The school board held an emergency meeting on Sunday, Aug. 18, three days after the visit, and effectively postponed the first day of school, pending success in finding a new home for students. Community members, including Walker, suggested that portable classrooms be placed on land at Hayden Street and Whitney Young Circle, near the existing school, owned by the San Francisco Redevelopment Agency.

Everyone was in trouble. Rojas was catching hell from the parents. School district staff were catching hell from Rojas. And the school board was catching hell from a neighborhood reluctant to trust anyone.

"This community has numerous issues," says Rojas. "They've been eating lead for years. They don't have a strong belief that they're going to be taken care of."

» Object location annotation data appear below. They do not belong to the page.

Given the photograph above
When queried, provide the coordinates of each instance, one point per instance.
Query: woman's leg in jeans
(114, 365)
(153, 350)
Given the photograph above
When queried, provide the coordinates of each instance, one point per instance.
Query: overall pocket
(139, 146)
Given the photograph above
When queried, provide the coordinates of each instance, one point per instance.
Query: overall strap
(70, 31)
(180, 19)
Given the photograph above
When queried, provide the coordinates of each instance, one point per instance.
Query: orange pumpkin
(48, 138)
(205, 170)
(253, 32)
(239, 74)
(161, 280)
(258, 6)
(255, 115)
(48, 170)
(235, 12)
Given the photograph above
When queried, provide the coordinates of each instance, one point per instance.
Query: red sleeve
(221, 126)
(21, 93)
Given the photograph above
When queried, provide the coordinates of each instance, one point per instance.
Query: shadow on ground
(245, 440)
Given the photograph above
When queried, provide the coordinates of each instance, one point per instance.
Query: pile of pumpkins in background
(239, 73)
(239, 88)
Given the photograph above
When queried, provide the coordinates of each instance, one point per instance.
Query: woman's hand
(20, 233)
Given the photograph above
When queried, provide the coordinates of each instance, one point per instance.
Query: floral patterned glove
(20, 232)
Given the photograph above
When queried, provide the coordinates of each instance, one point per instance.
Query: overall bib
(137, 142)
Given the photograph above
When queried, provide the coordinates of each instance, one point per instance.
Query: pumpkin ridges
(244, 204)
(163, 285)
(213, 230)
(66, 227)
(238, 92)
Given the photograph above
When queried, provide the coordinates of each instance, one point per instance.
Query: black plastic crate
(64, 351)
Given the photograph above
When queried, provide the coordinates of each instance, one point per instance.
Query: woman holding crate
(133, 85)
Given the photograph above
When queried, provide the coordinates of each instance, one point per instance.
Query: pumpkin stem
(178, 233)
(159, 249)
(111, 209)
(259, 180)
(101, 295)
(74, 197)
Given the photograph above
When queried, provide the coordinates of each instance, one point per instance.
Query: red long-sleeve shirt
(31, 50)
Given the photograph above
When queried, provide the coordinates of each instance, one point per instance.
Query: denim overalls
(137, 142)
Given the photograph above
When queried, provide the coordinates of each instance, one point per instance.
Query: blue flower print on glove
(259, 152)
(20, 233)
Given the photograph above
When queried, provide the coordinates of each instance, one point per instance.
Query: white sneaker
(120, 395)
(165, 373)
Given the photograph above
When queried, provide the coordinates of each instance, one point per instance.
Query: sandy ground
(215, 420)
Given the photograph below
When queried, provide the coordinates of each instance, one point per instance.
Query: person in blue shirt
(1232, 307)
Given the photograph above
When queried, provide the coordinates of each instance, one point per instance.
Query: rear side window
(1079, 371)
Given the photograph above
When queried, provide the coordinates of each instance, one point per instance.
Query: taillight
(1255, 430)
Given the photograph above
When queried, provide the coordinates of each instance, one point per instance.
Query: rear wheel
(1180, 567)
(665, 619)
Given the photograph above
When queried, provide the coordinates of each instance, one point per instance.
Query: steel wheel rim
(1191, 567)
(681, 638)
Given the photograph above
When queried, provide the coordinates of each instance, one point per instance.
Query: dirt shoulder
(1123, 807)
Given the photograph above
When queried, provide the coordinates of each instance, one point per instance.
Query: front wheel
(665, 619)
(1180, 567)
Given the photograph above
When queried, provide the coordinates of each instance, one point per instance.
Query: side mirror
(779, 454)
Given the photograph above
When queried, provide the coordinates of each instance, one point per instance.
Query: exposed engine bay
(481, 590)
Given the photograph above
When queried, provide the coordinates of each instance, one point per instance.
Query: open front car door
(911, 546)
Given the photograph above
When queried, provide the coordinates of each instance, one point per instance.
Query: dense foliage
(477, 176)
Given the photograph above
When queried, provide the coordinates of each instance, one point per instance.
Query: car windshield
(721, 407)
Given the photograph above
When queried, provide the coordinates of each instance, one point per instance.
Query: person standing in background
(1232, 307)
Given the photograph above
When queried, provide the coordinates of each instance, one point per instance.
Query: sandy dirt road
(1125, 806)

The first day of school came and went without the children of Gloria R. Davis Academic Middle School. Meanwhile, Walker, his business associate Jay Forni, and a growing list of subcontractors began work on the Redevelopment Agency land, which eventually included grading, excavating, and removing yet more asbestos-laden soil.

This is what would lead to the legal questions.
The district did not begin the bid process for construction until after Walker and his group had already started work on the property. And none of the players had a contract with anyone else for either the property or the construction. School district staff say that they advised Walker that a formal bid process had to occur, and on at least one occasion, told him to stop work until it had. On Aug. 28, the Redevelopment Agency obtained a cease-and-desist order against Walker and Forni, to stop work on its land. Rojas says he had a verbal OK from Redevelopment Agency Director Clifford Graves, who left on vacation shortly after this entire event began.

But Graves remembers it a little differently. "We never agreed to it. The closest we got to it was that I did have a call from the superintendent back in the summer about would we be open to making that site available, and I said, 'Yeah, we probably could.' He called back later the same day and decided they weren't going to use it after all, and that's how we left things. There was no agreement."